次に、速度比とトルク比を混同するケース。ツールで「入力部材」と「固定部材」を変えると、速度比が大きく変わる。ここで「出力トルク」の値にも注目してほしい。速度比(減速比)が大きくなると、トルク比もほぼ同じ比率で大きくなる(効率損失を除く)。つまり、回転が1/10に減速されれば、トルクは約10倍に増幅されるんだ。逆に、速度比が1以下(増速)なら、トルクは減る。このトレードオフの関係を頭に入れて設計しないと、求めている出力トルクが得られない失敗につながるよ。

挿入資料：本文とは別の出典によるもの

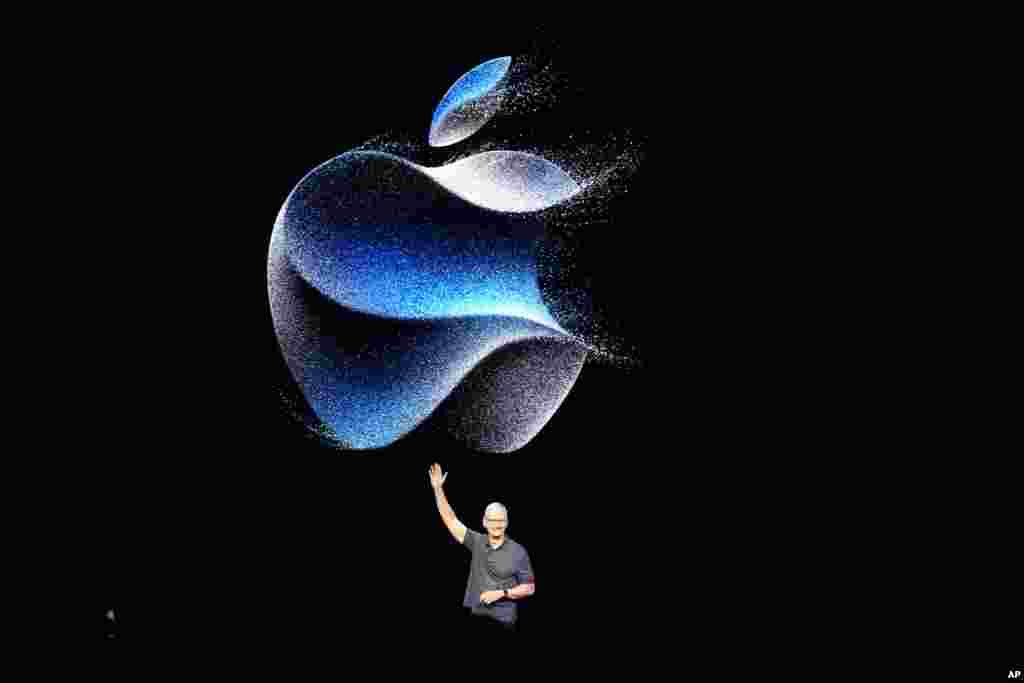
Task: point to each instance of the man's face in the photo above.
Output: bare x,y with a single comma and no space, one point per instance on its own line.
495,522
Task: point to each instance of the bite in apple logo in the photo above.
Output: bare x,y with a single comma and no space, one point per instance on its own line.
395,287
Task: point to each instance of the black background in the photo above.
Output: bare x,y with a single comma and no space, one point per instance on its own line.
229,523
738,496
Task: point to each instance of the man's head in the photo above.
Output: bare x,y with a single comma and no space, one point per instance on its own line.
496,520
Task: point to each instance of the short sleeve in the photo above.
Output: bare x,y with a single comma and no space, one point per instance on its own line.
524,570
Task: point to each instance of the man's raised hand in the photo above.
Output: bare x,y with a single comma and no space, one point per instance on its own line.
436,478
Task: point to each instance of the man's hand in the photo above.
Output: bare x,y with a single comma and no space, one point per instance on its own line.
491,596
436,479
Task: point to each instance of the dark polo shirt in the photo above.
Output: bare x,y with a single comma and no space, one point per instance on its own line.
495,569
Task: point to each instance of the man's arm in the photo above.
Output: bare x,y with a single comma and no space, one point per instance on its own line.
457,528
522,591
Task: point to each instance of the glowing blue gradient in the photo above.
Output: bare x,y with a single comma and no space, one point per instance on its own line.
412,271
471,86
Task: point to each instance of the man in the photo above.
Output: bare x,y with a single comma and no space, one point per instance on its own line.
500,571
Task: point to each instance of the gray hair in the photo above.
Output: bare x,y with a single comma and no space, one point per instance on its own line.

最後に実務的な落とし穴。計算上の効率と実際の効率は異なるという点だ。シミュレーターでは歯車の摩擦やかみ合い損失を単一の効率値で簡略化しているが、実際には回転数や負荷トルク、潤滑状態で効率は変動する。特に、ここで計算される「効率」は、かみ合いによる歯面摩擦が主な損失を想定した理論値だ。実際の機構では、ベアリングの摩擦やオイルの攪拌損失なども加わる。試作前の初期設計ではこの計算値を使いつつ、余裕を見てモーター選定などを進めるのがコツだね。

使い方ガイド

  1. 太陽歯車の歯数Zsと遊星歯車の歯数Zpを入力します。内歯車歯数Zsは一般的にZs = 2Zp + Zpで設計されます。
  2. 入力軸回転数Ninを設定します。AT(自動変速機)の場合は1000~3000rpm、減速機は1450rpmが標準です。
  3. キャリアまたは内歯車の固定条件を選択し、ウィリス方程式で速度比iと出力回転数を計算します。
  4. 効率値は遊星歯車の歯面損失(通常94~97%)を反映した値として表示されます。

具体的な計算例

Zs=36、Zp=30、内歯車Z=96の遊星歯車列でNin=1500rpm入力時:内歯車固定(減速モード)ではウィリス方程式により i=(Z+Zs)/Zs=132/36=3.67、出力Nout=1500/3.67≒408rpm、負荷トルク200Nmに対して出力トルク736Nmとなります。歯面きしみ損失3%を考慮すると効率97%で伝達トルクは714Nmです。